The reforms form part of a series of changes in the financial services industry laid out in the Retail Distribution Review by the Financial Services Authority (FSA).
The aim is to stop staff being motivated by commission payments when selling policies such as private pensions.
New rules mean customers must be quoted up-front fees, and be informed of future charges. Sales staff or financial advisers will also have to state if they are independent, or restricted to just selling the policies of particular financial groups.
Advisers now also have to subscribe to a code of ethics, hold an appropriate qualification, carry out at least 35 hours of continuing professional development a year, and hold a Statement of Professional Standing from an accredited body.
Linda Woodall, head of the investments intermediaries at the FSA, said, "The changes will improve customer confidence - we want people to feel that they are getting a service from their financial adviser that is relevant to their circumstances and in their best interests.
"Customers will now know how much advice is costing them, the service that they are receiving and be reassured that their adviser is qualified."

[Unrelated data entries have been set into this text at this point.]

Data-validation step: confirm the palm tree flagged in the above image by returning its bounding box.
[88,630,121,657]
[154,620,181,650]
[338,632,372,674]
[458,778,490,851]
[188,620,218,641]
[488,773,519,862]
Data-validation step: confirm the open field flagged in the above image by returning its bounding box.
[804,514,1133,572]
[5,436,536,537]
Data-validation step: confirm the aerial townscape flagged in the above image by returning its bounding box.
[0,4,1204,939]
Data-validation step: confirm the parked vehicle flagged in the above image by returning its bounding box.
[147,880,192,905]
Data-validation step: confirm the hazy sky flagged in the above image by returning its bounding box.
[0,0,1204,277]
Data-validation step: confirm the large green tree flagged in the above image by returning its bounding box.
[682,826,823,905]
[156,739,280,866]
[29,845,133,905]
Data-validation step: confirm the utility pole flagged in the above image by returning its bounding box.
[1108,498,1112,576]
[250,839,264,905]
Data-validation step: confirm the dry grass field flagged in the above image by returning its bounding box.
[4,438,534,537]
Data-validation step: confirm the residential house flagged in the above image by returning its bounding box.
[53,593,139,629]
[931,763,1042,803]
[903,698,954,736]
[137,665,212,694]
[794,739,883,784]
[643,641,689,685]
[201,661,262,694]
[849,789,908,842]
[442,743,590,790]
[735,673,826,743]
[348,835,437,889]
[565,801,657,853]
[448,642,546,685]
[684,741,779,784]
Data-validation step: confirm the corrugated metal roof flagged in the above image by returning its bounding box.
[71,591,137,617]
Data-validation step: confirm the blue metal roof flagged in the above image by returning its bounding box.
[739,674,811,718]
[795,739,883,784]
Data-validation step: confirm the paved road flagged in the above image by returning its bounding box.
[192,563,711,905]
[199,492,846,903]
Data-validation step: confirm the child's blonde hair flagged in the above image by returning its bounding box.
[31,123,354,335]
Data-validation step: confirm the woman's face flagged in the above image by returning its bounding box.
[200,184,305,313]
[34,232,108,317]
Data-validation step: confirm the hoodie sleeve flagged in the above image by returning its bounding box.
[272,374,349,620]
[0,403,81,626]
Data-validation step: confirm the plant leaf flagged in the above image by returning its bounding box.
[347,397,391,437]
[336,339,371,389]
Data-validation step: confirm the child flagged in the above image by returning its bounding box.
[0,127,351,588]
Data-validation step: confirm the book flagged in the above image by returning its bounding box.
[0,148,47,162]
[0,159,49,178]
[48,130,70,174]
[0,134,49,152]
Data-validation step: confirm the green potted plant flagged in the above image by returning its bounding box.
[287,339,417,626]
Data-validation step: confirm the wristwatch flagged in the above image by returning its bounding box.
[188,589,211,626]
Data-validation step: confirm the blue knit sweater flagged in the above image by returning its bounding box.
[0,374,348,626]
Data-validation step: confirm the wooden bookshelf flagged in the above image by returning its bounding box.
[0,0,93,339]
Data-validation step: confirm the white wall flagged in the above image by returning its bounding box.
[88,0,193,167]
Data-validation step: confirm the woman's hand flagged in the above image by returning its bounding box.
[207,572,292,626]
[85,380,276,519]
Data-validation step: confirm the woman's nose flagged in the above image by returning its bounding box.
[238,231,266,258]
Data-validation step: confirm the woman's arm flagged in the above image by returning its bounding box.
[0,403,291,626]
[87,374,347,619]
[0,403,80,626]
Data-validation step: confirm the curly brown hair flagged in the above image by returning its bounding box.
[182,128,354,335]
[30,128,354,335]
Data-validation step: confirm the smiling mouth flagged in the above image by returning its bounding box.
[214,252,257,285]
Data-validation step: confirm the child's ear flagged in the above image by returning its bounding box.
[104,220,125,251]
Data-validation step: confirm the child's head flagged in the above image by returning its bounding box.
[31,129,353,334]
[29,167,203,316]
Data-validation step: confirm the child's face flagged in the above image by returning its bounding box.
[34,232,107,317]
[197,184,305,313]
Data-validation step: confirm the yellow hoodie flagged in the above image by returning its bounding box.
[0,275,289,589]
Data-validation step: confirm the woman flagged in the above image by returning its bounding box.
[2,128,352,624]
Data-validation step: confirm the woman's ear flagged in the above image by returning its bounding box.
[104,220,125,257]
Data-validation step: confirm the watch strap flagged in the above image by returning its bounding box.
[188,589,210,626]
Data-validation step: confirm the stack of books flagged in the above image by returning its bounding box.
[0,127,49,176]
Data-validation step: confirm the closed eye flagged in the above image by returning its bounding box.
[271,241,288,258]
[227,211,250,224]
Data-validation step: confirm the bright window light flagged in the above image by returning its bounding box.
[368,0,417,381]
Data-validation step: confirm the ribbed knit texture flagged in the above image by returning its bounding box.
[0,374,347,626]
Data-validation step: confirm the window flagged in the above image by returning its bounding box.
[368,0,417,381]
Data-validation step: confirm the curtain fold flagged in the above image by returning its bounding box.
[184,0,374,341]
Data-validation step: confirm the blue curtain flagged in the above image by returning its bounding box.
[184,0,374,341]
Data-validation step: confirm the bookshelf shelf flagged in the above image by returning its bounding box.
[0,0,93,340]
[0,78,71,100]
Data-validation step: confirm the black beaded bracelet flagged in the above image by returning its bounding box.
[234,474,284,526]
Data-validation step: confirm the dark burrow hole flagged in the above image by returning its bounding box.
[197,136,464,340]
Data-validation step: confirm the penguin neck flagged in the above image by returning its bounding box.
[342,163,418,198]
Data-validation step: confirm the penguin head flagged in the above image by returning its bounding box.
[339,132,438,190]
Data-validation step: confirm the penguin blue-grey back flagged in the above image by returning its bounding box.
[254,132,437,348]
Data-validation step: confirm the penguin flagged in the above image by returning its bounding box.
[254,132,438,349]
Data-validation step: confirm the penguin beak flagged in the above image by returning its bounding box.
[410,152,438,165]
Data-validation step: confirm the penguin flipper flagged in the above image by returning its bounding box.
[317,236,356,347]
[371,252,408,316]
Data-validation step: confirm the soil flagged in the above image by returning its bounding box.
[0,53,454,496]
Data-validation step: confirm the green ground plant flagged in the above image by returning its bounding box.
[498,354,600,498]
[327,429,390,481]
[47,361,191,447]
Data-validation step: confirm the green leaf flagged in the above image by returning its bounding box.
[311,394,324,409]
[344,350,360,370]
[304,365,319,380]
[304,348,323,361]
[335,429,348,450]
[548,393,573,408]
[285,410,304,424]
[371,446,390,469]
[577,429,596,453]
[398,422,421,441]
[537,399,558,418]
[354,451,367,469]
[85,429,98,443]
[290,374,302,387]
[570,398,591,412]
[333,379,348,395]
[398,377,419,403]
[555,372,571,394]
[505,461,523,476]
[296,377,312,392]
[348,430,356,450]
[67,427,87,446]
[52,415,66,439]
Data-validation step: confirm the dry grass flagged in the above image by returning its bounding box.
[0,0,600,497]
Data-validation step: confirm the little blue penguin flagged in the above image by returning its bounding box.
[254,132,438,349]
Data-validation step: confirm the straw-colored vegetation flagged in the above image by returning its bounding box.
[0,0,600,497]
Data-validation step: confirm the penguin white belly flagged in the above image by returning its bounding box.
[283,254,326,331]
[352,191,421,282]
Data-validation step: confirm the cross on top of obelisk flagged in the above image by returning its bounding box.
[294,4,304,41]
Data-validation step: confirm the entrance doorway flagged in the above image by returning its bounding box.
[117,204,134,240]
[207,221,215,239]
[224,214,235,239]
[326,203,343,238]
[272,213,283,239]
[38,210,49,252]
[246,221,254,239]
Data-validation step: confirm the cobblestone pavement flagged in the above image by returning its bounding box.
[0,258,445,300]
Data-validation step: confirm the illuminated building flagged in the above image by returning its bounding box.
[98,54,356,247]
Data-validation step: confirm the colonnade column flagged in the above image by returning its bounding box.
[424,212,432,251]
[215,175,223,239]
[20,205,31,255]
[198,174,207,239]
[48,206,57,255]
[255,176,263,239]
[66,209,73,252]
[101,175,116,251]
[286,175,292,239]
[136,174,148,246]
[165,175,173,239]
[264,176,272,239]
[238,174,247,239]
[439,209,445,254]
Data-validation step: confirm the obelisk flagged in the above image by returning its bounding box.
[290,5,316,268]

Commission-driven sales have been blamed for recent mis-selling scandals, including payment protection insurance. Even apart from those scandals, the FSA says mis-selling in general in 2010 was costing UK financial consumers about half a billion pounds a year.
The new policies will also stop the practice of businesses such as fund supermarkets or online discount stockbrokers accepting payments from some of the investment funds whose policies they are selling, which is also thought to lead to biased sales.
These will come into effect by the end of 2013.